Sorry if this is a stupid question, but I couldn’t see an immediately obvious answer in the wiki or in this forum.

Can I build a Rover around a standard FC/ESC combo? Say for example, I have a Matek F405-Wing flight controller which I use for ArduCopter and ArduPlane, along with a Typhoon32 (Blheli32) 4in1 ESC. This ESC is nice and neat - it sits underneath the FC and has neat wiring integration including telemetry.

I have this mounted in a 3d-printed frame (Free Stuff! Need Help Testing devFrame). What I’d like to do now is to do learning and development into DL/ML/AI, and it’s a lot safer (and cheaper in terms of replacing shattered parts!) to do this on the ground. I’d like to convert this copter frame into a rover, either using front steer or skid steer - or anything else if more suitable. The idea is to create a development platform that you can use to safely develop on the ground, and then easily and quickly convert to copter to fly developed software.

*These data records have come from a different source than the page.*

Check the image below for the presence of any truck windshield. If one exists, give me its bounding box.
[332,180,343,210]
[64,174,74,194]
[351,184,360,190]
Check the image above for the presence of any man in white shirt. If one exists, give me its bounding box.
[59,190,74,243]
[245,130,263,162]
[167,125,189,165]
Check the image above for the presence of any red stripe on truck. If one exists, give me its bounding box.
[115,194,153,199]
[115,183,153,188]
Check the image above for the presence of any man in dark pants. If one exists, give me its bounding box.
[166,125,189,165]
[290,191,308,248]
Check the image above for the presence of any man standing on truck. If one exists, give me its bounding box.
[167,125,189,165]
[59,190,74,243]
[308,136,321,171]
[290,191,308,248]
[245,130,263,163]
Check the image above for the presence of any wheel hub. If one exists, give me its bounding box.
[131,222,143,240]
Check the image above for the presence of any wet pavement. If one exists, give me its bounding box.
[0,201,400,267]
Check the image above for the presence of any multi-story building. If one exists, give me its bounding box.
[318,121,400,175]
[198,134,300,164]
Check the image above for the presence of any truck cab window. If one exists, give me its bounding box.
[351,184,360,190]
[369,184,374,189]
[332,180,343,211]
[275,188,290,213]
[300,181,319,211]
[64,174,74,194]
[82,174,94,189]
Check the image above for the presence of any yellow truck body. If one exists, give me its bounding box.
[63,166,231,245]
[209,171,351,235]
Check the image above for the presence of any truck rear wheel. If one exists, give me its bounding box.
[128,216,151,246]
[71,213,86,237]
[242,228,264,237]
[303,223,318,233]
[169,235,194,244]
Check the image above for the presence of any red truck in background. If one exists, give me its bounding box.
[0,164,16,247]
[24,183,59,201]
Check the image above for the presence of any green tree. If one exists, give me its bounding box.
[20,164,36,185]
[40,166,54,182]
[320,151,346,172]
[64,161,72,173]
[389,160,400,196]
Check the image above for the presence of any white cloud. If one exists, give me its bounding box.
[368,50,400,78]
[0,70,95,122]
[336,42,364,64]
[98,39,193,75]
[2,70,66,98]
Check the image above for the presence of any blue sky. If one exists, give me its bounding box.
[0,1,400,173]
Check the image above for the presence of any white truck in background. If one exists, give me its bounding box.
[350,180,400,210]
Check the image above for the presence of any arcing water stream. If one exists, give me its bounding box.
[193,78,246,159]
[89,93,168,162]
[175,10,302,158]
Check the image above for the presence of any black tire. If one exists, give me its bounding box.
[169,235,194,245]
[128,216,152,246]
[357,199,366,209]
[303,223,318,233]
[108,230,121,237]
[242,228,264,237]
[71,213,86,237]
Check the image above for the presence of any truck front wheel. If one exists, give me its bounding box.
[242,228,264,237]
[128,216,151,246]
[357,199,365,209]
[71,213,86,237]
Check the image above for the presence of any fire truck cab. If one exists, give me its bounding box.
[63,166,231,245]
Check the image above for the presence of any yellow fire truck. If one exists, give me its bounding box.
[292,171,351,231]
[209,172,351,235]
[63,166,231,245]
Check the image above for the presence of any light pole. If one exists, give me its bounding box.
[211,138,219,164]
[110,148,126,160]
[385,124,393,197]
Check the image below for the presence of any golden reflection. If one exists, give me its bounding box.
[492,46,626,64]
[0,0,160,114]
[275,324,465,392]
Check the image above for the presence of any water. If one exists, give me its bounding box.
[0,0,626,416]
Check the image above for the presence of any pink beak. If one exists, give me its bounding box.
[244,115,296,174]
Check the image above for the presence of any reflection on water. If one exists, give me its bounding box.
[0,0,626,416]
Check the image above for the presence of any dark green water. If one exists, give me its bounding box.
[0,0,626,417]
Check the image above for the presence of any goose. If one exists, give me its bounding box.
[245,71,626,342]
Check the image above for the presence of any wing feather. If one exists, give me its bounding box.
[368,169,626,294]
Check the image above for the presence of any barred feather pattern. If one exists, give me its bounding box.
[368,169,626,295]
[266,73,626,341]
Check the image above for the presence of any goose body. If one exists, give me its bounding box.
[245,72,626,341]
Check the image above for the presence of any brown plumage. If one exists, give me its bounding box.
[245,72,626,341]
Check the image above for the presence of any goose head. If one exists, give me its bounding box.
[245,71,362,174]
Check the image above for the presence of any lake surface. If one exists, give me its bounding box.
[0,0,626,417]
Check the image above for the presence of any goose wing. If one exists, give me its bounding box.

So, is it possible to use the same FC/ESC/frame stack, and build a Rover around this? The rover doesn’t have to be anything sophisticated - a crude skid steering brick to start with is absolutely fine.
Hopefully someone here will be able to advise if this is doable, or a stupid idea :slight_smile:

ps - the arms of the devframe linked above are easily changed to H pattern with a single screw, so I was hoping to add wheels onto the end of the arms through new 3d printed mounts. Possibly with shorter arms.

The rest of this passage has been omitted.